Çoğumuz Yaşar Kemal ile çocuk yaşlarda tanıştık. Geçen hafta kaybettiğimiz büyük yazar Yaşar Kemal’in, Anadolu’nun binlerce yıllık tarihinde süzdüğüanlatımlarını yakın bulduk. Schiller’in 1795 yılında yaptığı saf (naif) veya duygusal (sentimantelisch) kategorisinde, Yaşar Kemal anlatımı, saf, doğaya yakın, olması gereken bir tarzı temsil ediyordu.
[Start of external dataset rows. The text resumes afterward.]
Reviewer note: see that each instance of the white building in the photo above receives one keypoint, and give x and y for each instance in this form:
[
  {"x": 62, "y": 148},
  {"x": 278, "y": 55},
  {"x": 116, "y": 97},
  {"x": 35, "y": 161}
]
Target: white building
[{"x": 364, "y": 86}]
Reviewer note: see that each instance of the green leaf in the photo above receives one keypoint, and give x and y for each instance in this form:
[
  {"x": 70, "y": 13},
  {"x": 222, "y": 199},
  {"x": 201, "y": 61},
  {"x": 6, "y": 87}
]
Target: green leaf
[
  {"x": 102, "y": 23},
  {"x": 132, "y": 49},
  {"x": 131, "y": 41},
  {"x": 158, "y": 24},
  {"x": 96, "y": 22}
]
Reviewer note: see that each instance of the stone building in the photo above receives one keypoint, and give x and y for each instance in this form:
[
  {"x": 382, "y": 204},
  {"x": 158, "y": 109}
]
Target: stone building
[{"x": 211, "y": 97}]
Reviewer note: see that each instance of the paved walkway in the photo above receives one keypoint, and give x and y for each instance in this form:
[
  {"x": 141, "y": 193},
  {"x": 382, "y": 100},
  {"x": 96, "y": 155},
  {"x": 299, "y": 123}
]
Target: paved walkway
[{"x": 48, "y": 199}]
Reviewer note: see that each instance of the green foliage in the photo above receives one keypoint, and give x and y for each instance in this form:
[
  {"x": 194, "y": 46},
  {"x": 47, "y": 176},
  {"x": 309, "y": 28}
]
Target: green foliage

Sanki anlatılanları bizler de zaten biliyorduk ama Yaşar Kemal bunları söylediğinde daha bir güven duyuyor, iyi hissediyor, anlatılanı bizim hikayemiz olarak kabul ediyorduk.
“Yalanın gücü doğrunun güçsüzlüğünden değildir. Yalan teşkilat kurmuş, doğru yalnızdır. Yalanın geleneği var, senin doğrunun her gün yeniden yaratılması gerek. Her gün bir şafak çiçeği gibi yeniden açması gerek.”
Bu sözler kimi zaman bizim için teselli oldu. Zor zamanlarımızda bilime sığındık, bilime tutunduk, Galilei’i, Kopernik’i hatırladık ve bir de Yaşar Kemal’in sözleri bize iyi geldi, hah işte evet bu dedik. Özellikle zayıf ve yorgun düştüğümüzde, tıpkı bir aile büyüğünün teselli edici sözleri gibi. Fişek gibi koşan delikanlıları kesmezdi belki bu sözler ama yorulmuş, vurulmuş, umutsuzluğa yaklaşmış, bir soluk almak ihtiyacında olanlara iyi geldi.
“İnsanoğlu umutsuzluktan umut yaratandır…” demişti.
Gelecek için umut doluyuz, çünkü bilimin ve sanatın kalıcılığından kuşku duymuyoruz.